タンパク質-タンパク質相互作用の視覚化。

トップページ (2電子原子も含む正確な新ボーア模型)
タンパク質相互作用プログラムマニュアル。
「万物の理論」の失敗。

2つのタンパク質の相互作用面の状態とは?

[ "疎水性" と "親水性" の本当の意味とは? ]

(Fig.1) 何が 疎水性 (親水性) を決定するのか?

基本的に ロイシンやフェニルアラニンなどの疎水性アミノ酸は タンパク質内部に存在する。
一方 グルタミン酸やアスパラギンなどの親水性アミノ酸は タンパク質表面に存在して 水分子と接している。

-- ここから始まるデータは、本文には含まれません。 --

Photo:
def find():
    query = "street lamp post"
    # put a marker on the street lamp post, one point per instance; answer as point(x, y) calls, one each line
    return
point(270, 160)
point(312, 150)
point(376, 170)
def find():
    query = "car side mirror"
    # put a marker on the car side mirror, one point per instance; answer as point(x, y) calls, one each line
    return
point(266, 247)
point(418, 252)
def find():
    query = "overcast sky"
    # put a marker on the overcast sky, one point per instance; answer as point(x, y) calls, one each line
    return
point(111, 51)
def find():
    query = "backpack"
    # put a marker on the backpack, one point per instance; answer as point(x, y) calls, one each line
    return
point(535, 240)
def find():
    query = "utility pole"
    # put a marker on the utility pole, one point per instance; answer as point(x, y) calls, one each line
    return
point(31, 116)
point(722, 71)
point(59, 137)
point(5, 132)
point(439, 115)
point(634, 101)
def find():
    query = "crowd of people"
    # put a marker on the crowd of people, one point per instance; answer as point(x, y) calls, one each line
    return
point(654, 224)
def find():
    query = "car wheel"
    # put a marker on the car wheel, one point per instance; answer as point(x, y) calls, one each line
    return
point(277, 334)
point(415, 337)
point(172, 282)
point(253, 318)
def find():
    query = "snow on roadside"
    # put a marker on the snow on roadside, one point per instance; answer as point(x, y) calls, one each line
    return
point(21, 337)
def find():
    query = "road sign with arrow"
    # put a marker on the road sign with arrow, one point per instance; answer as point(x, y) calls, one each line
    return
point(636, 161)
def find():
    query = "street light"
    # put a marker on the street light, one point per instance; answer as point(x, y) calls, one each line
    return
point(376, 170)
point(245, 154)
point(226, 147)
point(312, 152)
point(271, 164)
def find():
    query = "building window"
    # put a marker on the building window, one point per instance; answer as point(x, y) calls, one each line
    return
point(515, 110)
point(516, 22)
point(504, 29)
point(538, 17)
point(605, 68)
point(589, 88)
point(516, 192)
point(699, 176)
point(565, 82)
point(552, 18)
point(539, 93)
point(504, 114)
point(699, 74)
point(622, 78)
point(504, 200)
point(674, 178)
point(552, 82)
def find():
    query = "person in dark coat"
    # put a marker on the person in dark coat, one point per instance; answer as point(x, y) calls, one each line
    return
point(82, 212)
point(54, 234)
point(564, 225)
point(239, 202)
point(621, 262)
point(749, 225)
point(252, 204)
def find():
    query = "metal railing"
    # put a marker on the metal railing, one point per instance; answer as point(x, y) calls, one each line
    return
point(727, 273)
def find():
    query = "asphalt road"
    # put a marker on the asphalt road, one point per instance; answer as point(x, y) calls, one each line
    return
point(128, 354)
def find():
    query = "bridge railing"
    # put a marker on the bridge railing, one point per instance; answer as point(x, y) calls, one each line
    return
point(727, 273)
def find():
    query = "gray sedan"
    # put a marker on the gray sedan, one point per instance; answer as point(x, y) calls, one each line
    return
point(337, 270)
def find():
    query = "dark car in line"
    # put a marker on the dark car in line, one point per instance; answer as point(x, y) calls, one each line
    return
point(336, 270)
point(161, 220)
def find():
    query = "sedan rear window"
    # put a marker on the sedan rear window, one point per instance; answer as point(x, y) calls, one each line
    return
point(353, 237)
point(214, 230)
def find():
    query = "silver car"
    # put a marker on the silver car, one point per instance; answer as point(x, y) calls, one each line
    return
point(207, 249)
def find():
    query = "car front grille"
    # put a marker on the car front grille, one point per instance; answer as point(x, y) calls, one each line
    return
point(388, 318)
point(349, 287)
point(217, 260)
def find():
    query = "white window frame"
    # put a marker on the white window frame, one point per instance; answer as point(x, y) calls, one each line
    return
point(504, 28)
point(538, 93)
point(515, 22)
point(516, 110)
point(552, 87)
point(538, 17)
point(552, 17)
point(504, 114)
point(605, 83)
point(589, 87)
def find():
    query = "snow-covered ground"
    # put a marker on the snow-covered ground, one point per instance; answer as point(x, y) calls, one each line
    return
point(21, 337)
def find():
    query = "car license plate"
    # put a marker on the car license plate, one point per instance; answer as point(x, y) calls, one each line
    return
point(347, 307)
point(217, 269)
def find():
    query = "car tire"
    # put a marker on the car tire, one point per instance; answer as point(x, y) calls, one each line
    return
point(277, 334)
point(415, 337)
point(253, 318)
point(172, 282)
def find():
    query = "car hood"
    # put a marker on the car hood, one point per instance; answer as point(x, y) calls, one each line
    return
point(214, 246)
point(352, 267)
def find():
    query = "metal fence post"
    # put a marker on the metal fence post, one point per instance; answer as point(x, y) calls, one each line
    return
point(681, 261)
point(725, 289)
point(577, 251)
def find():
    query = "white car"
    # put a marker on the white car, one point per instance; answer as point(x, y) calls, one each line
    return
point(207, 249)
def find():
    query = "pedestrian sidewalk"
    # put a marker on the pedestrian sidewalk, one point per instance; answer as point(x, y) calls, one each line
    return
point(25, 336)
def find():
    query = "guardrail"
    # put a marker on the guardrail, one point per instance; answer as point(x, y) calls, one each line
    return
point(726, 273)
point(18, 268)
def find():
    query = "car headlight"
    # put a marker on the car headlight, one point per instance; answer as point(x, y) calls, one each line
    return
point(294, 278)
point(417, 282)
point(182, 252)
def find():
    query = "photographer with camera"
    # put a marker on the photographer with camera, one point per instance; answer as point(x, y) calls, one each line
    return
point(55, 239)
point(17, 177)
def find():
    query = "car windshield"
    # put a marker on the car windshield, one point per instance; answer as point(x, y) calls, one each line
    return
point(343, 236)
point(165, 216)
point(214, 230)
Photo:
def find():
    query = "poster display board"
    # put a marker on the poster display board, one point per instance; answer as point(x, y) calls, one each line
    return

その主要な理由の1つが 水素結合だと 彼らは主張している。
しかし 例えば なぜ " C-H ---- O " の組み合わせは 水素結合になれないのだろうか?
( " N-H ---- O " や " O-H ---- O " は 水素結合の一般的な形であるにも関わらず。 )
このページでは、タンパク質相互作用面を調べることにより、これらの本当の理由を見つけることにする。

[ タンパク質2量体 - 1 ]

(Fig.2) 2つのタンパク質間の状態は?

ここでは タンパク質構造を調べるのに 次のサンプル JAVA プログラムを使う。

サンプル JAVA プログラム ( PDB タンパク質 - 4 量体 ).

最初に このマニュアルを読んで欲しい。
まず 次の小さなタンパク質2量体からスタートする。

2量体タンパク質 ( PDB 2J96 ) テキスト。

このタンパク質は 光感受性で 162 アミノ酸 × 2 の 小さなタンパク質2量体である。
そのため このタンパク質からスタートするのが適切と思われる。

(Fig.3) コマンドプロンプト画面。

プログラム実行後、特に短い原子間距離のみ画面上に表示される。
O-C、 O-N、 O-O、 N-C、 C-C、 N-N などの原子間距離が 2.6 Å 未満のとき ( mixed subunit では 3.0 Å 以下 )、この原子位置をプログラム原子番号で示す。
例えば、 THR-N.39=THR-O.42>2.4536 は トレオニンの窒素 (= 原子番号, 39 ) と トレオニンの酸素 (= 42 ) 間の距離が 2.4536 Å であることを示している。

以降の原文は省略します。